Sunday 15 June 2014

Toast and Marmite

Sometimes I have so many ideas in my head, not knowing which one to write about. And sometimes no idea comes. This evening I was somewhere in the middle - feeling the urge to write but not really knowing what about. I closed my eyes for a minute and imagined a piece of toast with Marmite (a kind of yeast-spread for the non-South Africans, similar to Vegemite for the Aussies). Strange? Yes. I am not craving toast with Marmite, never had. As a child, we got toast and Marmite when we were sick, as that was often all we could stomach when feeling unwell. When I was healthy, I wouldn't touch it because of the association, but when I felt poorly, I had to have it. Then it was nourishment.
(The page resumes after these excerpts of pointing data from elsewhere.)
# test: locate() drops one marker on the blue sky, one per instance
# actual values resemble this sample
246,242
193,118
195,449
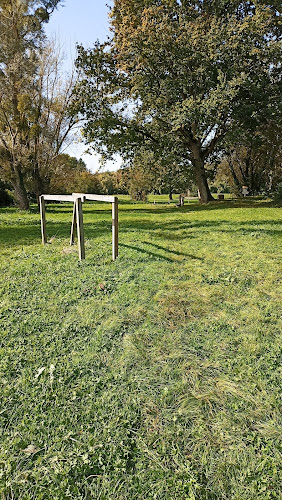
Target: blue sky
80,21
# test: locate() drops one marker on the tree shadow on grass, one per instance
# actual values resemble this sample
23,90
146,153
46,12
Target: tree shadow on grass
159,256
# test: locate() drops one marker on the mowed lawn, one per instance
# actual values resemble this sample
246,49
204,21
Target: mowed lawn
157,376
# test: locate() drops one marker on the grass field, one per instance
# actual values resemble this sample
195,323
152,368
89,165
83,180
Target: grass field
157,376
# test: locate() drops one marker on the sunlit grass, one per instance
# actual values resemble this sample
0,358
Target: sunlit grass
154,377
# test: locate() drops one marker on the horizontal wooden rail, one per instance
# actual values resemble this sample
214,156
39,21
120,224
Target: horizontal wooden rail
58,197
77,218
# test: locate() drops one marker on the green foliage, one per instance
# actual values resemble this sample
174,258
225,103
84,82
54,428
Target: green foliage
34,122
154,377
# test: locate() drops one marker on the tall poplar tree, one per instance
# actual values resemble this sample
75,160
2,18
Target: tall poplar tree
21,39
179,75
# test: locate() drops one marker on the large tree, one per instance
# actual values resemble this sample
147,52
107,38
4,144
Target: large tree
177,75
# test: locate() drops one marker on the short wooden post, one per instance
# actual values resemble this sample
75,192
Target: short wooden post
115,227
80,230
43,219
73,224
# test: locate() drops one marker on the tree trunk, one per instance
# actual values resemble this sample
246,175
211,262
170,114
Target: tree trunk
234,177
201,181
20,191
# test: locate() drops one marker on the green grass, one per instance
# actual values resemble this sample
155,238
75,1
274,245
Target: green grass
154,377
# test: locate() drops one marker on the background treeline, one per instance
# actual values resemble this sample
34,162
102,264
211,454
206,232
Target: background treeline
198,107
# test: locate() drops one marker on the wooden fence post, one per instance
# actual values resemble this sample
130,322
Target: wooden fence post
80,230
115,227
73,224
43,219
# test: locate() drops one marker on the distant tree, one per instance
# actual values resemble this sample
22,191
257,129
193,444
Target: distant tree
177,76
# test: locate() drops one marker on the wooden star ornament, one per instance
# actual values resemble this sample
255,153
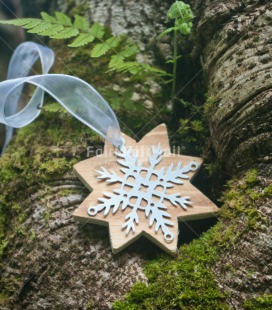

So no, it's not really strange that it came to mind this evening, seeing that I'm sitting in a hospital writing this, visiting my dad. So my association this evening is not a piece of dry, hard bread with a yucky-ish yeast spread on top of it, but a symbol of nourishment.

And that brings me with what has been my personal topic of the week - clarity and vision. When we step back from something, it has a different meaning. It seizes to be what it appears to be at the time, but it becomes what we need to see, or what lies behind it.

I'm seeing nourishment and an outcome this evening, not yucky hospital food. And it doesn't need to be physical nourishment, in fact, I doubt it is. That doesn't matter. It is how you choose to see it. I could choose to view the sight of the piece of toast as "Oh, no wonder as I'm amongst sick people", or "May there always be hope for something better if things are going badly".

I don't know how this will end. But tonight I choose to see it as nourishment, not sick-bay food.